フランス南西部 三大都市会議

23日、トゥールーズの科学系ポール・サバティエ大学にて、オクシタニ州議長ドルガ氏、トゥールーズ市長、モデック氏、州商工会議所会頭のディ・クレシェンド氏などを迎えて、フランス南西部大都市会議が開催された。

フランス南西部の三大都市は、ボルドー、トゥールーズ、モンペリエ。先般の州の合併では、トゥールーズとモンペリエが同じオクシタニ州に含まれることになった。

 

Grand Sud-Ouest(大南西部)の名において、ボルドー地方も同じ州として統一すべきという声もあったが、巨大過ぎるとして採用されなかった経過がある。

 


 しかし、トゥールーズとボルドーは、国の指定する、いわゆる競争的クラスター「アエロスペースバレー」の指定領域に含まれており、航空宇宙産業のエコシステムを共有している関係にある。また、国の高速鉄道計画では、今年7月にパリ・ボルドー間が1時間短縮され、2時間で結ばれるが、2024年には、ボルドー・トゥールーズ間にもTGVが延伸され、ボルドー・トゥールーズ間が1時間、パリ・トゥールーズ間が3時間で結ばれる予定だ。今後、政治的な紆余曲折が予想されるものの、実現すれば、南西部の都市間の経済関係の深化にも大きく役立つことが期待される。

開会の挨拶では、モデック市長から、経済活性化策、都市交通、エネルギー問題と合わせ、社会的連帯の問題に危機感を持って取り組む必要があることを強調。一つには、メトロポールである三大都市内部での格差の問題、また、一つには、大都市とその周辺都市や農村部との格差の問題についてだ。

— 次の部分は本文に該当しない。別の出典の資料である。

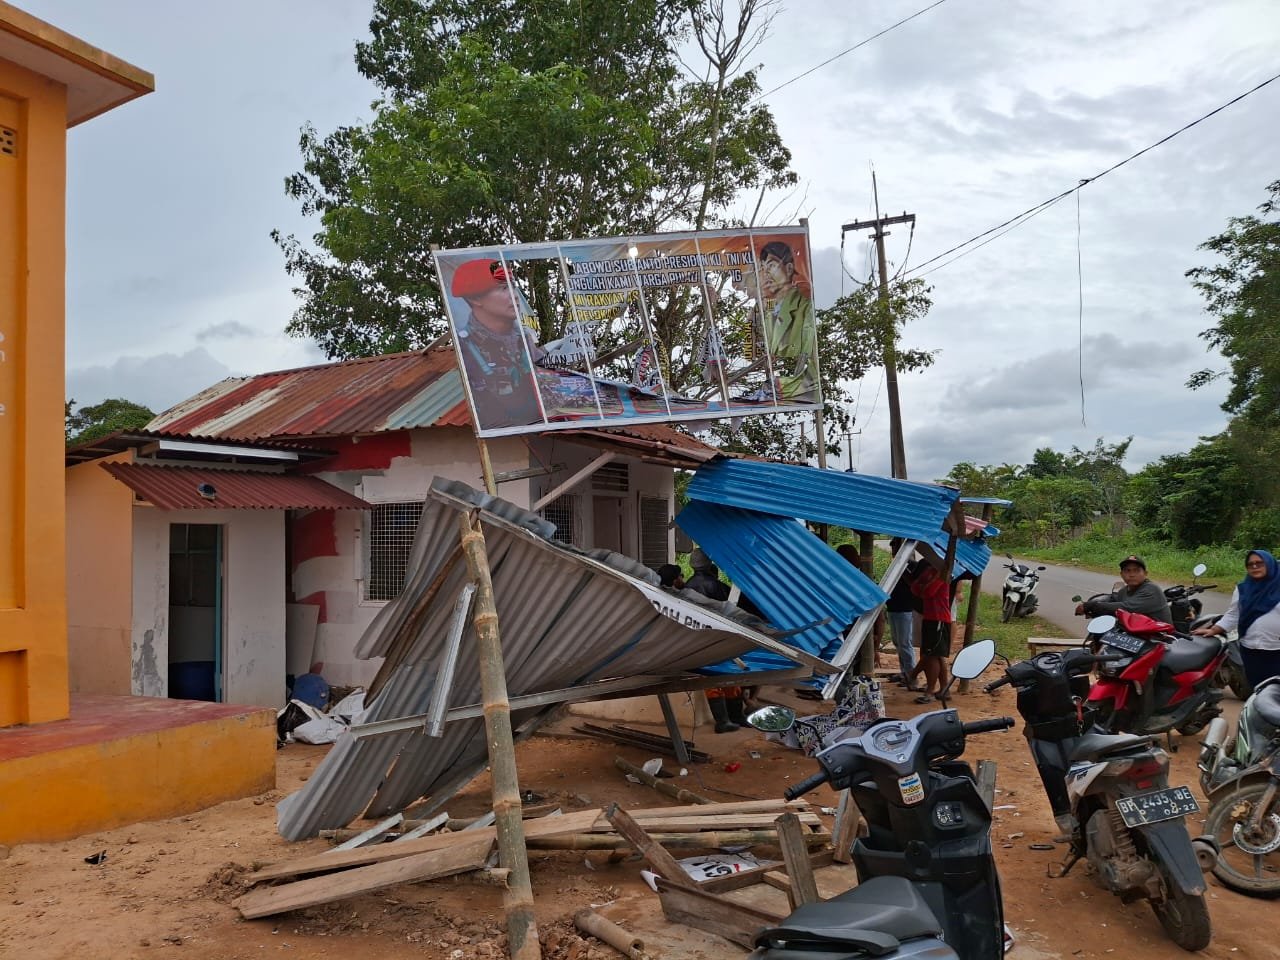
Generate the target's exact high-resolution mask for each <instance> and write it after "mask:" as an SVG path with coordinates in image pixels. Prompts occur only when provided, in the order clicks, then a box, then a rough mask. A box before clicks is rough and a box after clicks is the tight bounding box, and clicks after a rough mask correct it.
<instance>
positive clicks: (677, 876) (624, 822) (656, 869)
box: [604, 804, 694, 886]
mask: <svg viewBox="0 0 1280 960" xmlns="http://www.w3.org/2000/svg"><path fill="white" fill-rule="evenodd" d="M604 815H605V817H608V818H609V823H612V824H613V826H614V828H616V829H617V831H618V833H621V835H622V836H623V837H626V838H627V841H628V842H630V844H631V845H632V846H634V847H635V849H636V850H637V851H640V855H641V856H644V859H645V860H646V861H648V864H649V865H650V867H652V868H653V872H654V873H657V874H658V876H659V877H664V878H666V879H668V881H671V882H672V883H678V884H681V886H690V884H691V883H692V882H694V881H692V879H691V878H690V877H689V874H687V873H685V868H684V867H681V865H680V864H678V863H676V858H673V856H672V855H671V854H668V852H667V851H666V850H663V849H662V844H659V842H658V841H655V840H654V838H653V837H650V836H649V835H648V833H645V831H644V827H641V826H640V824H639V823H636V822H635V820H634V819H632V818H631V817H630V815H628V814H627V812H626V810H623V809H622V808H621V806H618V805H617V804H609V809H608V812H607V813H605V814H604Z"/></svg>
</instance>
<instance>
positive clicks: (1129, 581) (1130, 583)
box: [1075, 554, 1170, 623]
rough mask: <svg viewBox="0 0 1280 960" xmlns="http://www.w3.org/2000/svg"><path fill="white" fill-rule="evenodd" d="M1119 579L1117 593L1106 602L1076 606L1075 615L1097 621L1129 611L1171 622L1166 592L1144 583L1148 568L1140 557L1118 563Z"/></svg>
mask: <svg viewBox="0 0 1280 960" xmlns="http://www.w3.org/2000/svg"><path fill="white" fill-rule="evenodd" d="M1120 579H1121V580H1124V588H1123V589H1120V590H1116V591H1115V593H1114V594H1111V596H1110V598H1107V599H1106V600H1085V602H1084V603H1078V604H1076V605H1075V612H1076V613H1084V614H1088V616H1091V617H1098V616H1101V614H1103V613H1115V612H1116V611H1129V612H1130V613H1144V614H1147V616H1148V617H1151V618H1152V620H1160V621H1164V622H1165V623H1169V622H1170V618H1169V617H1170V614H1169V600H1166V599H1165V591H1164V590H1161V589H1160V588H1158V586H1156V585H1155V584H1153V582H1151V580H1148V579H1147V564H1146V563H1144V562H1143V559H1142V557H1134V556H1132V554H1130V556H1129V557H1125V558H1124V559H1123V561H1120Z"/></svg>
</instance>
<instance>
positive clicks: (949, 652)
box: [920, 620, 951, 657]
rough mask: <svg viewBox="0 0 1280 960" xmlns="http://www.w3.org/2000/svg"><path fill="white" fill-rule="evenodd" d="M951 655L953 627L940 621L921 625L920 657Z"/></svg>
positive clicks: (920, 634)
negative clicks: (951, 647) (951, 629)
mask: <svg viewBox="0 0 1280 960" xmlns="http://www.w3.org/2000/svg"><path fill="white" fill-rule="evenodd" d="M950 654H951V625H950V623H943V622H942V621H940V620H927V621H924V622H922V623H920V655H922V657H947V655H950Z"/></svg>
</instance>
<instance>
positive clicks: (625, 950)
mask: <svg viewBox="0 0 1280 960" xmlns="http://www.w3.org/2000/svg"><path fill="white" fill-rule="evenodd" d="M573 925H575V927H577V928H579V929H580V931H582V933H585V934H586V936H589V937H595V938H596V940H598V941H600V942H602V943H608V945H609V946H611V947H613V948H614V950H617V951H618V952H620V954H622V956H626V957H628V959H630V960H643V957H645V956H646V954H645V952H644V941H643V940H640V937H637V936H635V934H634V933H627V932H626V931H625V929H622V928H621V927H618V924H616V923H613V920H609V919H605V918H604V916H600V915H599V914H598V913H595V910H593V909H590V908H584V909H582V910H579V911H577V913H576V914H573Z"/></svg>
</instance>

後者については、前日に行われた全国市長会と大統領選候補者との面談会で、多くの地方都市から懸念が表明されたことを紹介。州政府と大都市がそれぞれの権限を使い、協力して問題解決にあたる決意を表明した。

基調講演では、Сercle stratégique des Entreprises d'Occitanie (オクシタニ州企業戦略サークル会長)のChristian Desmoulins 氏が「オクシタニ州及びアキテーヌ州(ボルドー地方含む)の経済成長の契機」と題して講演。

講演では、既存産業と新規産業の雇用創出のサイクルについての国際比較を提示。イギリスは、既存産業で雇用が失われる傾向にあるが、新規産業で雇用をカバー。ドイツは、新規産業のみならず、既存産業でも着実に雇用を創出。一旦東欧などの海外に流出した製造拠点を自動化などを進めて国内に戻すという戦略が成功していると評価。一方、フランスは、既存産業で雇用を失い、新規産業でも十分に雇用を創出できていないという状況にある。

また、オクシタニ州とアキテーヌ州の産業構造について、成熟過程にある航空産業では、中国を潜在的脅威として、中長期的に競争力を失わないための取り組みが必要と指摘。また、航空産業などとシナジーを生かしながら、IT関連産業で雇用を作り出す状況を作っていかなければいけないと強調した。例えば、世界の医療研究拠点としては、トゥールーズはまだまだ低い位置にいる。しかし、航空産業、組み込みシステムなどの既存の産業との連携で、E-Health分野において存在感を発揮できる可能性があるとした。
興味深かったのは、域内の中小企業の輸出を促進するために、まず、フランスにおいて公的調達などにおいて実績を作る機会を提供することの重要性に言及。EUも、市場主義一辺倒では問題があることに気づき、2014年の欧州指令で競争法関連の一定の改正を行ったと指摘していた。

また、パネルディスカッションでは、州議会副議長で、経済政策、研究開発及び高等教育担当のナディア・ペルフィーグ氏が、雇用創出のためには、海外に拠点が移転しにくい研究開発拠点などを誘致することを優先すべきとの考えを示した。
商工会議所会頭のディ・クレシェンド氏は、他国に比べて、フランスでは、中規模企業(ETI 従業員数250以上5000未満など)が少ないと指摘。中小企業に比べ支援策が大幅に少ないこと、また、税務上も不利な取り扱いを受けていることなどについて、改善策が必要との見方を示した。